Charlie Brooker’s hit TV anthology series Black Mirror successfully, and satirically, chronicled this worrying state of affairs, in which technology and social media corrupted rather than complemented. English poet Luke Kennard’s debut novel is certainly a companion piece – the writing is not quite so razor sharp but the idea that this generation is unable to find happiness is profoundly explored.
Set in the near future (the proliferation of driverless cars being one hint of this), the title of the book refers to an Orwellian “programme” undertaken by people who cannot quite cope with the pressures of the modern world. Karl wants to impress his wife and live the lifestyle he believes they deserve, but does so by maxing out his credit cards and then committing online fraud to pay them off.
Deemed not a rogue, just desperate and misguided, Karl is enrolled in The Transition rather than being sent to prison. Initially, the programme seems too good to be true. He is taken, with his wife, to a nice suburban house where, freed of any financial responsibilities, they will be coached in life skills by their mentors until they are ready to be reintegrated into society.
It is an intriguing, and immediately creepy, set up. There is, for example, a strange, locked basement. They must log diary entries each day on their tablets for appraisal. The Transition, it transpires, is a multinational company with rather sinister aims, possibly linked to Karl’s increasingly distant wife. There is a real echo of Kafka’s chilling Metamorphosis, as the veneer of Karl’s ostensibly caring personality begins to be stripped away and he realises how much of a burden he is.

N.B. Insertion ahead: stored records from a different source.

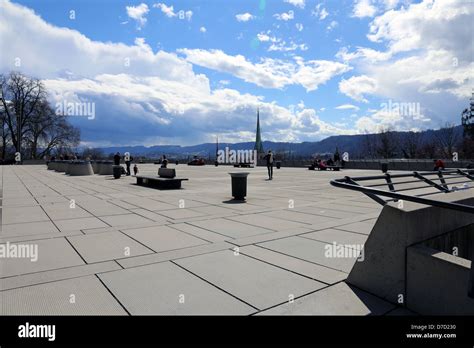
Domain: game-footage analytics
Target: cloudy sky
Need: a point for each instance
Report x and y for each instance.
(182, 72)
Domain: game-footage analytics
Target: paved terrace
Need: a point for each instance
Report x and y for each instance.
(130, 250)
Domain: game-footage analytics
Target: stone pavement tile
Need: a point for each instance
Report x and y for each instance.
(339, 299)
(166, 289)
(52, 199)
(34, 237)
(122, 204)
(181, 195)
(150, 215)
(29, 228)
(215, 210)
(107, 246)
(15, 215)
(163, 238)
(399, 311)
(173, 254)
(104, 208)
(18, 201)
(62, 211)
(271, 223)
(290, 215)
(346, 208)
(52, 253)
(57, 274)
(255, 282)
(79, 224)
(331, 235)
(202, 233)
(308, 269)
(269, 236)
(312, 251)
(90, 298)
(125, 220)
(181, 213)
(233, 229)
(150, 204)
(358, 227)
(327, 212)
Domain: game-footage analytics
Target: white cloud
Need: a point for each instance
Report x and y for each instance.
(244, 17)
(138, 13)
(357, 86)
(320, 12)
(268, 73)
(367, 54)
(297, 3)
(170, 12)
(278, 44)
(332, 25)
(426, 59)
(364, 8)
(282, 46)
(347, 107)
(148, 101)
(285, 16)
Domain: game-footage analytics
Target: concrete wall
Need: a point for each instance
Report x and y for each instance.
(437, 282)
(383, 270)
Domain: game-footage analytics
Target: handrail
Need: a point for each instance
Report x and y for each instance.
(352, 183)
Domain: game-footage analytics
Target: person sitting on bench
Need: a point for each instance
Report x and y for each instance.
(439, 165)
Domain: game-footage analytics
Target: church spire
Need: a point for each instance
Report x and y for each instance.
(258, 138)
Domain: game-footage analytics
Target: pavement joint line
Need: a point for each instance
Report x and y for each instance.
(113, 295)
(174, 258)
(217, 287)
(190, 234)
(299, 258)
(76, 251)
(286, 269)
(126, 235)
(298, 297)
(50, 271)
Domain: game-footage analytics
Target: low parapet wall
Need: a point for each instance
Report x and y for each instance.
(383, 271)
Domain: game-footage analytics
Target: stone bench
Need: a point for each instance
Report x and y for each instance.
(167, 173)
(243, 165)
(80, 168)
(401, 266)
(160, 183)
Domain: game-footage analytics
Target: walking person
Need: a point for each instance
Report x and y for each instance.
(269, 158)
(164, 162)
(117, 159)
(128, 161)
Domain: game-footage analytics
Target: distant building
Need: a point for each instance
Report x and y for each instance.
(258, 138)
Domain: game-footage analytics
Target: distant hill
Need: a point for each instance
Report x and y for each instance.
(350, 143)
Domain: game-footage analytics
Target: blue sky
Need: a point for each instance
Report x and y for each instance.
(198, 69)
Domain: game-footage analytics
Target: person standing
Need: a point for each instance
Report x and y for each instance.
(269, 158)
(128, 161)
(164, 162)
(117, 159)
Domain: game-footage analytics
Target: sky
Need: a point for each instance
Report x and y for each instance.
(183, 72)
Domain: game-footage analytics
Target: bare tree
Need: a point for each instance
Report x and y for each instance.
(25, 94)
(369, 145)
(411, 144)
(447, 139)
(93, 153)
(28, 119)
(387, 143)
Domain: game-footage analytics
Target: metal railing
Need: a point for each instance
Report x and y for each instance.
(440, 182)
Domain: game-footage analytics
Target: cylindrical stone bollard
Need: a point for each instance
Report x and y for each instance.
(239, 185)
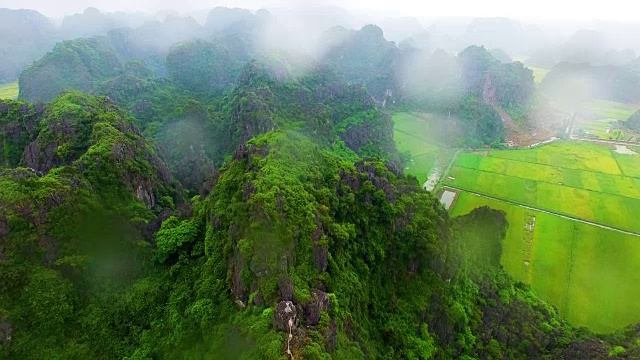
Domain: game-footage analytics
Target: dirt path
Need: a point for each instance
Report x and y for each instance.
(545, 211)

As a parable about a not particularly appealing society in thrall to global corporations and commercialisation, however, The Transition begins to creak in its third act. The attempts at a thriller-style ending, as Karl plots to bring down The Transition, do not add up to much. Indeed, escaping into the outside world just emphasises the fact that the novel’s mechanisms are actually quite thinly drawn.
Still, perhaps that is Kennard’s point. It is not really a book about a futuristic dystopia in which a corporation is manipulating the lives of the many for the benefit of the few, after all. It is really about the way millennials live and feel now – and as far as that goes, he has written a witty, sardonic and honest debut that should give us all cause for concern.